The owner of a store specializing in Confederacy merchandise in Branson, Missouri has moved from defending the Confederate flag to defending herself and her business after it was discovered that her family has longtime ties to Ku Klux Klan.
In an interview with the Springfield News-Leader last Monday, Dixie Outfitters owner Anna Robb defended the controversial flag in the wake of the Charleston shootings.
"When something like this happens, people are always looking for something to blame," she explained. "It's easy to grab a hold of the flag and say, 'Oh, it's the flag,' or 'Oh, it's the gun.' The guy [shooter Dylann Roof] was an idiot... He is to blame for this, not the flag."
She added, "Our customers are hardworking, red blooded Americans that understand the history of the Confederate flag. They are not haters or anything like that. They are proud of their country and proud of what the Confederate flag represents. It has nothing to do with the slavery issue."
Tipped off by readers, the News-Leader checked into Robb's background later and discovered her husband was involved with the Klan back in the 90's, and that her father-in-law is Thomas Robb, national director of the Knights of the Ku Klux Klan.
An Associated Press report in 1990 showed that Robb's husband, Nathan, applied to adopt one mile of U.S. 65 near the Arkansas-Missouri state line as part of a litter campaign.
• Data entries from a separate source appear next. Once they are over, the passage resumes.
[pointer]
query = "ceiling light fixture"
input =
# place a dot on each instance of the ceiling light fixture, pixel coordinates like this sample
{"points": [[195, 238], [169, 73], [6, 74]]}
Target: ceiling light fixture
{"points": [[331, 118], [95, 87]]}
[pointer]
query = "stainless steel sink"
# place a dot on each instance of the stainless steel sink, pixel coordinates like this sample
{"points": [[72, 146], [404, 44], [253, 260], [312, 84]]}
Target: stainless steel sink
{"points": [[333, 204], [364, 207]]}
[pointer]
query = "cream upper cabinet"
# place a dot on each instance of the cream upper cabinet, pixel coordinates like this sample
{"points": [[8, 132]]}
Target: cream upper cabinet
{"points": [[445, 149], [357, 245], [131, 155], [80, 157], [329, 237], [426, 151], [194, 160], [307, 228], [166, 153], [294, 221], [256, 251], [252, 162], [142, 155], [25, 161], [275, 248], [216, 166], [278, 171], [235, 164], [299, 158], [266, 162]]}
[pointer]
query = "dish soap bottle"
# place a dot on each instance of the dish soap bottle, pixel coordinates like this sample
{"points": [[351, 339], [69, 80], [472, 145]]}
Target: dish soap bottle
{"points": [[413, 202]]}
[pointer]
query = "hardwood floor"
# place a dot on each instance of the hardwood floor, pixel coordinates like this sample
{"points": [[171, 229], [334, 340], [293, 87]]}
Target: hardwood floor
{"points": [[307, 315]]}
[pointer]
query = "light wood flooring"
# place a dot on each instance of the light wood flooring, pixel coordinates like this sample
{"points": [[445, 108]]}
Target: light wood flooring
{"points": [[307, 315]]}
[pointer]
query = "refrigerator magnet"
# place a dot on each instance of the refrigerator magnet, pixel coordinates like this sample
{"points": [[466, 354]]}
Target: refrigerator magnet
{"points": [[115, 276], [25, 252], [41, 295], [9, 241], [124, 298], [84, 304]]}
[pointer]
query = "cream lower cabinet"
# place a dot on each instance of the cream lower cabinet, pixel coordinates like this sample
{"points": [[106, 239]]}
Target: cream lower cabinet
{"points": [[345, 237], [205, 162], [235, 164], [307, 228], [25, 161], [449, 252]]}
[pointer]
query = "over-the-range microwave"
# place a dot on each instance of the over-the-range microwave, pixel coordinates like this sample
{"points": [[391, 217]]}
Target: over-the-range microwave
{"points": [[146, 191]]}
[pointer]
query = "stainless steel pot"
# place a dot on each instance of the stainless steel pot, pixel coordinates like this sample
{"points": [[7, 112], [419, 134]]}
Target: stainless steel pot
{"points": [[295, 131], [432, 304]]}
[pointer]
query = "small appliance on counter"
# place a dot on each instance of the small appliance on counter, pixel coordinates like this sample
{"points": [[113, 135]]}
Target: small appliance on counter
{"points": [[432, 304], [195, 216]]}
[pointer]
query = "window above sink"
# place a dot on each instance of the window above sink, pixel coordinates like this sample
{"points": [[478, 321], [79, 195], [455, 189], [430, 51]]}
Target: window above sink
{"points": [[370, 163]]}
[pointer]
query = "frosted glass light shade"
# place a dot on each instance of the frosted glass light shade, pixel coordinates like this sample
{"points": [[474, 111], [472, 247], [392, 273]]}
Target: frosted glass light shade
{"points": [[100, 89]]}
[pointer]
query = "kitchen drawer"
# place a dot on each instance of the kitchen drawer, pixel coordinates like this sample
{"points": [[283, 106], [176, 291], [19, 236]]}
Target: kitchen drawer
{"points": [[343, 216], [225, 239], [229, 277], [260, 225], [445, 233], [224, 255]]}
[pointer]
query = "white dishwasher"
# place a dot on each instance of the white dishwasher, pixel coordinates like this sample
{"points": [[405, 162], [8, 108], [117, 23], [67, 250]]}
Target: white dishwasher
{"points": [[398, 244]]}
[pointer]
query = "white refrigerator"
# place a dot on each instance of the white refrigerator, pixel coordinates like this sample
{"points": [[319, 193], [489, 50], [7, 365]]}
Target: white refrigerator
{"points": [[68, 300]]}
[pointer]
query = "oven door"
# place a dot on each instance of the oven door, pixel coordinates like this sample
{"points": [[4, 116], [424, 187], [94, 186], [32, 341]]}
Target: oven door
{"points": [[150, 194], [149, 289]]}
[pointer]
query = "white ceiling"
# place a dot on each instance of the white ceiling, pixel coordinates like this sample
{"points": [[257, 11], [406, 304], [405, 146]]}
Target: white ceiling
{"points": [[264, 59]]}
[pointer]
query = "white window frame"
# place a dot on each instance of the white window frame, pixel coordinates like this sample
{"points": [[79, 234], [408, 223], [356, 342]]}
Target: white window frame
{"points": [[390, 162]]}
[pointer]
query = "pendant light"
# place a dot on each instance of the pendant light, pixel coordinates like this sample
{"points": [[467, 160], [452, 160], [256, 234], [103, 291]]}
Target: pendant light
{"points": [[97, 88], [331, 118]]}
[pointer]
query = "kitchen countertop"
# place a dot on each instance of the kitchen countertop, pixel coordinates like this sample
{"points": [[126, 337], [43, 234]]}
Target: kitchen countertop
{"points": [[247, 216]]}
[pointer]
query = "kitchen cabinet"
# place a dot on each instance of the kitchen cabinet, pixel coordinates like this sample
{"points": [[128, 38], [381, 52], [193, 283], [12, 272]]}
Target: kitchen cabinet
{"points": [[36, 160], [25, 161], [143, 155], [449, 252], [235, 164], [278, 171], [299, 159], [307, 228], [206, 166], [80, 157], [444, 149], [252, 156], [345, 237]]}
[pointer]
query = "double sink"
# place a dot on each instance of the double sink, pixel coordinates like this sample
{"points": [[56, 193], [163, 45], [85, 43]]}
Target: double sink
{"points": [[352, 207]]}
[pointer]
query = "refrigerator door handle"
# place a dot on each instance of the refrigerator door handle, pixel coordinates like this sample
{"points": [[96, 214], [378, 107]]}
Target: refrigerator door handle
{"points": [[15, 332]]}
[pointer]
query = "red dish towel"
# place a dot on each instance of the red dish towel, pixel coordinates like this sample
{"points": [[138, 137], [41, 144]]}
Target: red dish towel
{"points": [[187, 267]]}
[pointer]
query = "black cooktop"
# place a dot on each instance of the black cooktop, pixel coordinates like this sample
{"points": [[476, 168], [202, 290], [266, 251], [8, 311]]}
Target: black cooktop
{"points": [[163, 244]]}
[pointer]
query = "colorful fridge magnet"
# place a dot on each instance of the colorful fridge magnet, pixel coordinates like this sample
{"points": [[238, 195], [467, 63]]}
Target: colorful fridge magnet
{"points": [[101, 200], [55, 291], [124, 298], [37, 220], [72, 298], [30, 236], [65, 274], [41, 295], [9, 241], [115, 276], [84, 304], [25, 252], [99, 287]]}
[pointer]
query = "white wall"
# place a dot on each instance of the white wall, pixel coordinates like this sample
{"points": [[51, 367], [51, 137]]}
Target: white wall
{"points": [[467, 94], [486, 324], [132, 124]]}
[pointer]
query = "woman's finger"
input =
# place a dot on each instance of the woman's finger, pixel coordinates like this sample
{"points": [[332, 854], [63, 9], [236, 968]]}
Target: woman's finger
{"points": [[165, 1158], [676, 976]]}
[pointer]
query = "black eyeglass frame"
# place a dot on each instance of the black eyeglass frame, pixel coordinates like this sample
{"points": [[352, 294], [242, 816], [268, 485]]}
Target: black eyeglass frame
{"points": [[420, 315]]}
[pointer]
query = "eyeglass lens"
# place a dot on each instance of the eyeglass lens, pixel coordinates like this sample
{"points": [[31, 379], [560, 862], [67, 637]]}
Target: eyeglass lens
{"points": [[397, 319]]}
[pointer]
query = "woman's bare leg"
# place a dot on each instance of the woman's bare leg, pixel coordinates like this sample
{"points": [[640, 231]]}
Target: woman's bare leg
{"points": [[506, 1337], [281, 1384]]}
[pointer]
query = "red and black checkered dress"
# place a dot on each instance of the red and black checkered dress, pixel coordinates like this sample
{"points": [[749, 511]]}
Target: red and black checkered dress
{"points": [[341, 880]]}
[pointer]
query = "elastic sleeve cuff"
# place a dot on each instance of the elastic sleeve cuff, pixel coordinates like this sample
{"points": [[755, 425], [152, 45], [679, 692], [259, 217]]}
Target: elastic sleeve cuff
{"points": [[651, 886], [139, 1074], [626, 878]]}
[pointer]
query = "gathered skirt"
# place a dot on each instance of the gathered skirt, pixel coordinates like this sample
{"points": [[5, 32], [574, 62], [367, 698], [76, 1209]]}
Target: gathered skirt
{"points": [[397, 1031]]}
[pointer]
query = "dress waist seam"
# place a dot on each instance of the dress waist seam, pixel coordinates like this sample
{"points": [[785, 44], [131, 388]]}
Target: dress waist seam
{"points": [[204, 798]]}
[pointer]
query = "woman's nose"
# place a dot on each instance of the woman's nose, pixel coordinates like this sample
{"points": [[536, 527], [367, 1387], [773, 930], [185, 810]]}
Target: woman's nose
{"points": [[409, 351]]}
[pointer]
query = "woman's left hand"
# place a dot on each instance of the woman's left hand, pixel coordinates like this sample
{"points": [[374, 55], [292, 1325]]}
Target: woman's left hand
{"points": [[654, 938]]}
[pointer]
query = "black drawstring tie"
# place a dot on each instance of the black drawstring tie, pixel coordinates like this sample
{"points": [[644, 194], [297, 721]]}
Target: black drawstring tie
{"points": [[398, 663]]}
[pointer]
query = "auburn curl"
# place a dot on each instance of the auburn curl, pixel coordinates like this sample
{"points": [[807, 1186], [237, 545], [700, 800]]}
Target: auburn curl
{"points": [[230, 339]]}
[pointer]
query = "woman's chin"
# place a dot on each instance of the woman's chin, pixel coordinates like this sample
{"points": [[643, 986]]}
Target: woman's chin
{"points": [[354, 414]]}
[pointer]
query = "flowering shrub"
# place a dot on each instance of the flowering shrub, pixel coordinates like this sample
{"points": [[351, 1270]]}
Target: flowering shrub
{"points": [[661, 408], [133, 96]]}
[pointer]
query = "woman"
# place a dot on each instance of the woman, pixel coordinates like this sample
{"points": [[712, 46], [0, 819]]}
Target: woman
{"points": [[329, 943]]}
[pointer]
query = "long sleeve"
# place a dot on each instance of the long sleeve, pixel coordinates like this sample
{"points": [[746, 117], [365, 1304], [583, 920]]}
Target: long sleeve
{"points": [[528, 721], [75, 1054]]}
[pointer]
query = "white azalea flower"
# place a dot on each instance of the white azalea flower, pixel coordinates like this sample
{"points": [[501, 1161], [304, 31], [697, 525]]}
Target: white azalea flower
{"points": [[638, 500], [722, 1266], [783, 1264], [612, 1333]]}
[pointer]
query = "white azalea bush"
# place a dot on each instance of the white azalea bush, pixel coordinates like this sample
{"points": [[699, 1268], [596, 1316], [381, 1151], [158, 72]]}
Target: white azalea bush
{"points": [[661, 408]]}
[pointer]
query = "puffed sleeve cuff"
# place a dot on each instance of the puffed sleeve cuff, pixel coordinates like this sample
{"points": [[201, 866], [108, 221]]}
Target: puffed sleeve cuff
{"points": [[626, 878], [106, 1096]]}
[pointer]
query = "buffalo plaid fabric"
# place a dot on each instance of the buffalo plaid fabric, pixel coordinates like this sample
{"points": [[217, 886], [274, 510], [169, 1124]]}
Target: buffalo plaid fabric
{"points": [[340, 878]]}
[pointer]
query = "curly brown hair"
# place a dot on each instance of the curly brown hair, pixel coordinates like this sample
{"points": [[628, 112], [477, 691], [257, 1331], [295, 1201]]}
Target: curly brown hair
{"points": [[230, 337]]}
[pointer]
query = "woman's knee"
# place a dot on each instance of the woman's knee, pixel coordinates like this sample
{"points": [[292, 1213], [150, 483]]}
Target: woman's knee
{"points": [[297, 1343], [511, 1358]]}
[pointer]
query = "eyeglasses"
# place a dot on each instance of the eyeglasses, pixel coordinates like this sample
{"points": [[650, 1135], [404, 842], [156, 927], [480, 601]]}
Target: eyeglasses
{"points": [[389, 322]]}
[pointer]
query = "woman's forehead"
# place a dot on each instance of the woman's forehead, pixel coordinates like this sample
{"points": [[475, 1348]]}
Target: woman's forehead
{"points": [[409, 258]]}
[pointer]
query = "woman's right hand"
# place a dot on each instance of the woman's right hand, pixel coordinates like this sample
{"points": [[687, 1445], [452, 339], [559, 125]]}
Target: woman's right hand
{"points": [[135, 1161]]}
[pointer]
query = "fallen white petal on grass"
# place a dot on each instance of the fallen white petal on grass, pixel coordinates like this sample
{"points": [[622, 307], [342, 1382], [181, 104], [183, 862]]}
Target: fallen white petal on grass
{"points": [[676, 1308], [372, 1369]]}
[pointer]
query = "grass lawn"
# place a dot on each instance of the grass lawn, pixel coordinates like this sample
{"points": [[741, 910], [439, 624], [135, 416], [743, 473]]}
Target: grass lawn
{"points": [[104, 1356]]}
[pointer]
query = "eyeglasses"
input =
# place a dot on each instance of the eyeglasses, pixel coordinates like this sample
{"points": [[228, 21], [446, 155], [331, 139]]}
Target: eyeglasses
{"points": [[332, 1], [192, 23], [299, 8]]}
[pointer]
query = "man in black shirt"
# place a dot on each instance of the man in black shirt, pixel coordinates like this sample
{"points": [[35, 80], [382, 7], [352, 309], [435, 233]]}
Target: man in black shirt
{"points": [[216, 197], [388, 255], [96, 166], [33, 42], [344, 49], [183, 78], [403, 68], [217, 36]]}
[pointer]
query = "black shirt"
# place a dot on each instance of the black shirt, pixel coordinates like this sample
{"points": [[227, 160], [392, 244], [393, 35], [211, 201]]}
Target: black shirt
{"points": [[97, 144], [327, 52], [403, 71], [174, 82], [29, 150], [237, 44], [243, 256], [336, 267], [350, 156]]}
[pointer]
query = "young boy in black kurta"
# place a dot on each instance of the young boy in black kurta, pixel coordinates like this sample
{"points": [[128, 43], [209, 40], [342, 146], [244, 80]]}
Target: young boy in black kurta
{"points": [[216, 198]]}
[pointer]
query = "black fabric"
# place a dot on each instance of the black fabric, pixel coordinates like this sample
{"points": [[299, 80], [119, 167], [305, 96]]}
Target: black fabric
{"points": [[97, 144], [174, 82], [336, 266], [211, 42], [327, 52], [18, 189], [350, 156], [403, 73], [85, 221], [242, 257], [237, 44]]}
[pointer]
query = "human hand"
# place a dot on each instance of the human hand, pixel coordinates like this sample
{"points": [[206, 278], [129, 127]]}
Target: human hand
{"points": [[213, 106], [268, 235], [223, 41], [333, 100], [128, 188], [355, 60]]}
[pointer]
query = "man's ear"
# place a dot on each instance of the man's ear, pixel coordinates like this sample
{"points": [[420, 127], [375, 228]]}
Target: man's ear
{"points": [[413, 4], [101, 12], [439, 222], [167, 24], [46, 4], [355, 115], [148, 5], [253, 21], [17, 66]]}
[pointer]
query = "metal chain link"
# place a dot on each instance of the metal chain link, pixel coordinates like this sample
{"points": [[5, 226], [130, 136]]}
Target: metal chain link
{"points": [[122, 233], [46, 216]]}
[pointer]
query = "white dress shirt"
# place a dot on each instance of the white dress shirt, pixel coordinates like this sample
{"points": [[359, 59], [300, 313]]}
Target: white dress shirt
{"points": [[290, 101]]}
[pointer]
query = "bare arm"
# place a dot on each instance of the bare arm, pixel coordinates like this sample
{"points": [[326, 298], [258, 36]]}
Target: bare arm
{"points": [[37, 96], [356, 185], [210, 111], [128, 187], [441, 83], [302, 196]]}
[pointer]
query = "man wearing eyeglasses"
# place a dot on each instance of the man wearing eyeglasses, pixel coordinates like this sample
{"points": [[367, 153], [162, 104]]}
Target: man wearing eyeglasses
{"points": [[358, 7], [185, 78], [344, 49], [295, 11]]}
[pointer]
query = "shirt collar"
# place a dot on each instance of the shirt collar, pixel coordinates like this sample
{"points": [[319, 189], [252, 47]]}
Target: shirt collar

Robb was identified as “den commander” of a Klan group in Harrison, Arkansas at the time.
Asked about her husband's involvement, Anna Robb dismissed it, saying, "That was when he was very young.”
Robb also admitted that she had previously attended Klan get-togethers, but “That was years ago, and that is not even something that comes up anymore.”
Robb maintained the neither she nor her husband have ever been members of the Klan and they have had no contact with her father-in-law "for years."
Pressed about her family's involvement with the hate group, she demurred.
“It has nothing to do with me, the store or this issue at hand," she said.
Robb did not make her husband available for questions, saying he was too busy filling orders as their business has been overwhelmed with requests for Confederacy-related items since the controversy began earlier in the week.